Hacker News new | comments | show | ask | jobs | submit login
Erlang Scheduler Details and Why They Matter (hamidreza-s.github.io)
188 points by hamidreza-s 414 days ago | hide | past | web | 30 comments | favorite

I am enjoying the steam that both Erlang and Elixir are gaining here on Hacker News. They're both interesting, well designed languages built atop a rock solid VM with some great abstractions for concurrency.

I'm hoping that this trend continues because out of all the noise of new languages and frameworks I feel like Erlang/Elixir are very deserving of becoming the new way forward for developing anything that runs on a network.

Absolutely this. I've enjoyed JavaScript the past few years. (Dare I admit that). And the only light I see is something like Elixir that has a fundamentally superior foundation for scale and concurrency. I'm intrigued and am hoping elixir / erlang / Phoenix keep growing.

I stumbled onto an Elixir article a few months back (on HN) and was enchanted by it, ever since then I have been banging away in my free time at Elixir books and tutorials, finished intro to Elixir last night and half way through Programming Elixir.

It is a super exciting language to learn and those moments where the ball finally drops on concepts like pattern matching are glorious, it has reignited that magical feeling of being some sort of tech wizard that I first got when I started programming as a child!
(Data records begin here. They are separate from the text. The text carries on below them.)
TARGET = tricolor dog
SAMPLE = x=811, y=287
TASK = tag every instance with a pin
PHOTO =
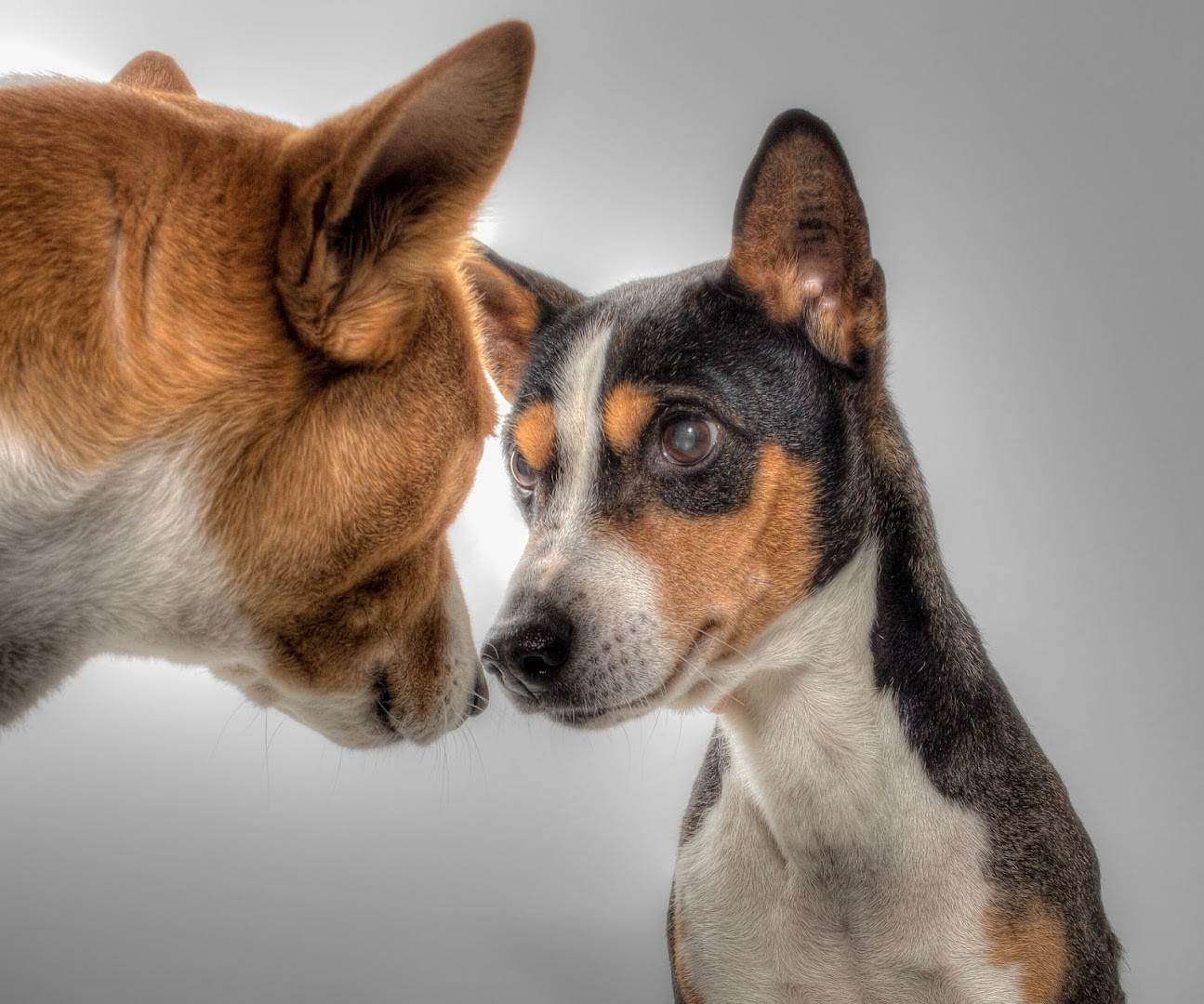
x=241, y=396
x=725, y=513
Anyway, enough of the gospel of Elixir, I too look forward to seeing how it/Erlang develop and feel like it is already getting some noteworthy traction.

P.S. I also scan HN daily for anything Erlang/Elixir, and frequency of posts seem to be increasing.

The Erlang scheduler is very interesting. I attempted to reimplement it in JavaScript with some success. It works like the first version of the scheduler but I could see web workers being used to make it more like the current version. https://github.com/bryanjos/processes

Lots of Erlang articles making it to the front page... I like.

Is there a resurgence of interest in Erlang because of Elixir? Or has the Actor model really taken a hold of developers because of it's direct and easy to understand model of concurrency?

The short version:

* 'event driven' things like Node.js got popular because they use fewer resources to serve the same amount of data (generally). But for a lot of people, JS is not really their idea of a good time. Erlang (and Go) fill this niche pretty well.

* Elixir finally made Erlang more palatable to more people. Jose has done a superb job with it, because it's not just a nicer syntax, there is a bunch of nice stuff he's built into it. It doesn't hurt that as a former(?) member of the Rails core team, he has a deep understanding of web programming and its requirements.

* It is solid, solid tech. There's lots of new development happening on top of, say, Elixir, like Phoenix, but the underlying system is pretty hardened.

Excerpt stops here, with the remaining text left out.